Entgeltfortzahlung während der Kündigungsfrist
Das Landesarbeitsgericht (LAG) Schleswig-Holstein hat zur Frage der Entgeltfortzahlung im Krankheitsfall entschieden (LAG Schleswig-Holstein v. 02.05.2023 – 2 Sa 203/22).
In der Pressemitteilung des Gerichts v. 23.06.2023 heißt es:
„Wer in unmittelbarem Zusammenhang mit seiner Kündigung während der gesamten Kündigungsfrist der Arbeit aufgrund eingereichter Arbeitsunfähigkeitsbescheinigungen fernbleibt, muss damit rechnen, dass er unter Umständen keine Entgeltfortzahlung beanspruchen kann. Das Landesarbeitsgericht Schleswig-Holstein (Urteil vom 2. Mai 2023, 2 Sa 203/22) hat in Auseinandersetzung mit der Entscheidung des Bundesarbeitsgerichts vom 8. September 2021 (5 AZR 149/21) den Beweiswert der vorgelegten Arbeitsunfähigkeitsbescheinigungen in einer Gesamtbetrachtung aller Indizien als erschüttert angesehen.
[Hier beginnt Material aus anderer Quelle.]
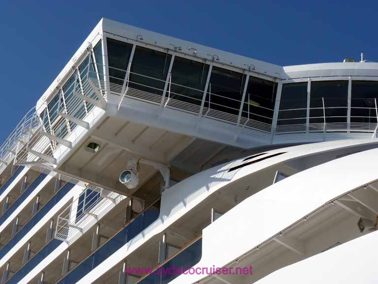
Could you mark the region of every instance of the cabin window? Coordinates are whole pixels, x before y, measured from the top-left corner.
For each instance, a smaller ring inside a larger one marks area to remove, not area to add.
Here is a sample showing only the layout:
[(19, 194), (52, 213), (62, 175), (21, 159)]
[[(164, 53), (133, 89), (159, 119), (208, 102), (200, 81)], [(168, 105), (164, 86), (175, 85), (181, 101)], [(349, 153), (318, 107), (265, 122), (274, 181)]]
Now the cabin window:
[(352, 81), (350, 122), (376, 123), (376, 100), (378, 104), (378, 82)]
[[(109, 82), (123, 85), (132, 45), (111, 38), (106, 38), (109, 64)], [(114, 89), (111, 86), (111, 90)]]
[(282, 85), (278, 125), (306, 124), (307, 82)]
[(310, 95), (310, 123), (346, 122), (347, 81), (312, 82)]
Im Rahmen der erforderlichen Beweisaufnahme konnte die Klägerin das Gericht nicht von ihrer Arbeitsunfähigkeit überzeugen.
Die als Pflegeassistentin beschäftigte Klägerin hatte am 4. Mai 2022 mit Datum 5. Mai 2022 ein Kündigungsschreiben zum 15. Juni 2022 verfasst und darin u.a. um die Zusendung einer Kündigungsbestätigung und der Arbeitspapiere an ihre Wohnanschrift gebeten. Sie bedankte sich für die bisherige Zusammenarbeit und wünschte dem Unternehmen alles Gute. Die Klägerin erschien ab dem 5. Mai 2022 nicht mehr zur Arbeit und reichte durchgehend bis zum 15. Juni 2022 und damit genau für sechs Wochen Arbeitsunfähigkeitsbescheinigungen ein. Die beklagte Arbeitgeberin zahlte keine Entgeltfortzahlung. Die Zahlungsklage blieb anders als beim Arbeitsgericht Lübeck (Urteil vom 23. November 2022, 5 Ca 973/22) vor dem Landesarbeitsgericht erfolglos.
Das Landesarbeitsgericht verweist zunächst auf den hohen Beweiswert von Arbeitsunfähigkeitsbescheinigungen. Der Arbeitgeber kann diesen Beweiswert nur dadurch erschüttern, dass er tatsächliche Umstände darlegt und im Bestreitensfall beweist, die Zweifel an der Erkrankung des Arbeitnehmers ergeben mit der Folge, dass der ärztlichen Bescheinigung kein Beweiswert mehr zukommt. Eine Erschütterung kommt nicht nur dann in Betracht, wenn sich ein Arbeitnehmer in Zusammenhang mit seiner Kündigung einmal zeitlich passgenau bis zum Ablauf der Kündigungsfrist krankschreiben lässt. Im Rahmen einer Gesamtbetrachtung ist der Beweiswert der Arbeitsunfähigkeitsbescheinigung auch erschüttert, wenn die Krankschreibung aufgrund mehrerer Arbeitsunfähigkeitsbescheinigungen durchgehend bis zum Ende der Kündigungsfrist andauert, diese punktgenau den maximalen Entgeltfortzahlungszeitraum von sechs Wochen umfasst und sich aus dem Kündigungsschreiben ergibt, dass der Verfasser von vornherein nicht mehr mit seiner Anwesenheit rechnet.
Bei der Beweiswürdigung stellt das Landesarbeitsgericht entscheidend darauf ab, dass nach seiner Überzeugung die Klägerin ihrem Arzt Beschwerden vorgetragen hat, die tatsächlich nicht bestanden haben.
Die Revision ist nicht zugelassen worden.